With pollution and overpopulation plaguing cities, farm life sounds more appealing indeed. In the country, you’ll get fresher air, be surrounded by nicer people, and be far away from the round-the-clock hustle and bustle of the metropolis. You may also become healthier, because you’ll be harvesting your own food, instead of buying them from fast foods.
But the journey to the farm life isn’t as simple as you think. You can’t just pack up your things and build a farmhouse on the first available agricultural land you’ll see. In reality, you’ll encounter hurdles in the form of budget constraints, zoning regulations, and arduous farmland maintenance.
That said, here are the things to consider before living the farm life:
1. Are You Really Ready to Buy a Farm?
Buying a farmland isn’t so different from buying a home. You can also get a loan for it, undergo the approval process, and pick a property to buy according to your loan’s preapproved rate. Once you gain an idea of the size of the farm you can afford, that’s where things may start to feel tedious because you have to view as many farms as possible. It may be easy to fall in love with the first farm you see, but it doesn’t mean that it’s the best. Hence, it’s wise to bring a neutral party with you as you search, like an experienced farmer or a real estate agent.
But that’s not the toughest challenge yet.
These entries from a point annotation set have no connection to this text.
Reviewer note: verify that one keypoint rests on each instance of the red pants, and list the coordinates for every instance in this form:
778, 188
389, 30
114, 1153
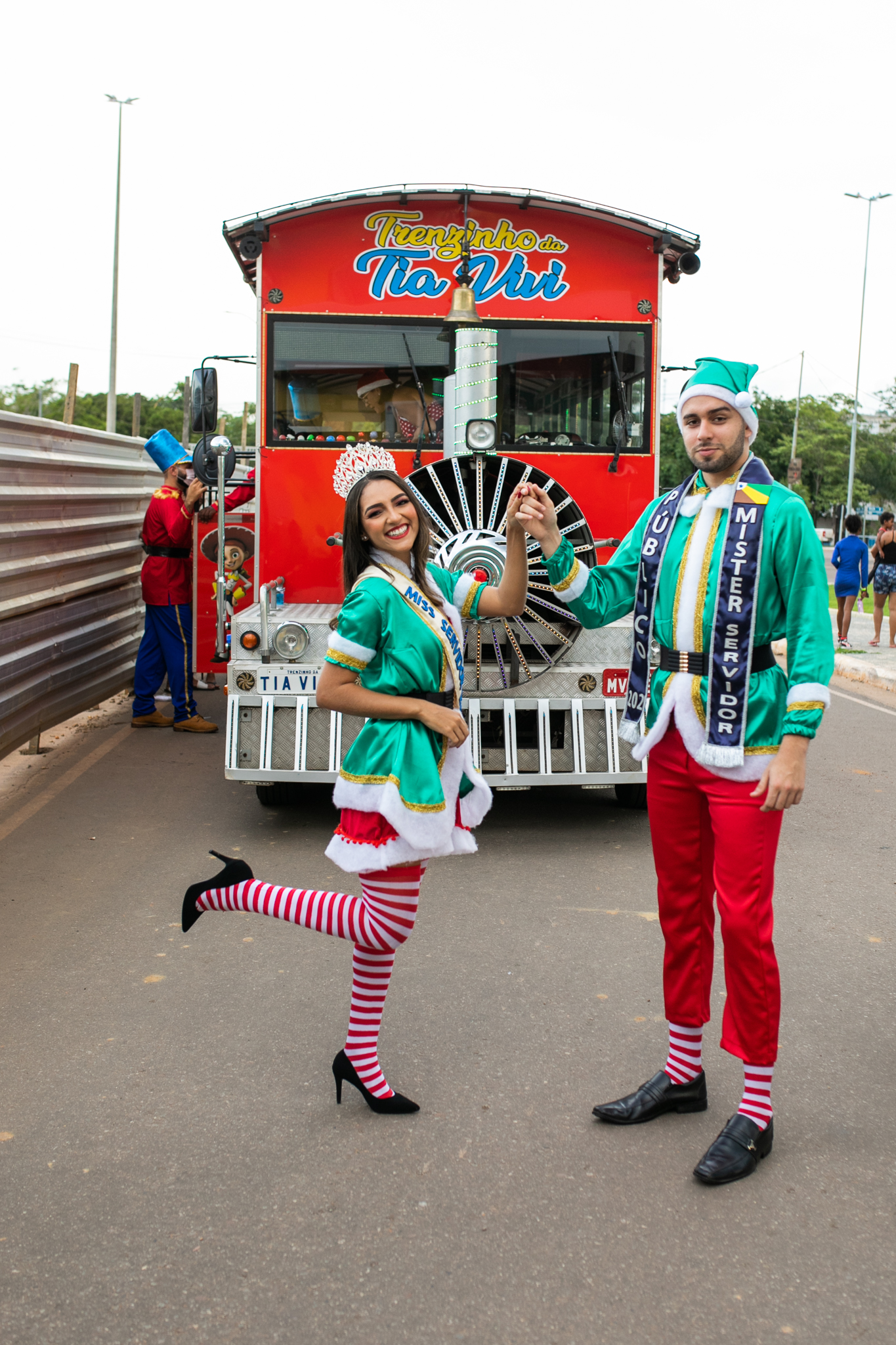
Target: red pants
711, 838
As you prepare to buy a farm, you need to evaluate its resources, such as the soil, forages, and how well they have been managed. You should also consider the topography of the land, and find out its soil fertility and health.
Acquiring basic knowledge about farming may help ease your buying journey. But once you finally own a farm, you’ll meet another series of challenges again.
2. Zoning Issues
A real estate agent will also help you find out and understand the zoning issues on a farmland. They’ll help you determine whether you can build a shed or a home on the property.
Zoning issues don’t automatically forbid you from building a farmhouse, though. However, you have to respect the fact that farm animals have as much right on your land as you. This means you have to be comfortable living with cattle, chickens, pigs, or horses. Of course, this won’t be a problem if you own the farm and the animals. But if you’re just building a house next to a farmland, the presence of animals is something you need to be ready for.
3. Building a Home
Farmlands are usually far from city or rural water supplies, so you may need to dig a well. If the groundwater is scarce, you may have to collect rainwater or haul water from someplace else and store it on your property.
You also need to obtain a building permit, which would require the involvement of your local planning department or building inspector. Residential buildings on farmlands may also need additional permitting information, such as erosion control measures, runoff control, and soil tests so that a septic system can be approved.
4. Farmland Maintenance
Once you’ve overcome the obstacles above, it’s now time to handle farmland maintenance. Depending on the size of your land, you may need large equipment such as a Krone lawnmower to keep your planting areas protected.
And if you own equipment and machinery, you have to know how to spot signs of damage in them, so that you can conduct regular maintenance yourself. You should also inspect your fences regularly to ensure that they’re still effective in providing security.
The farm life may not be glamorous and peaceful 24/7, but if you’re down for enhancing your DIY skills, getting closer to nature, and eating cleaner, then it’s definitely a fun life for you.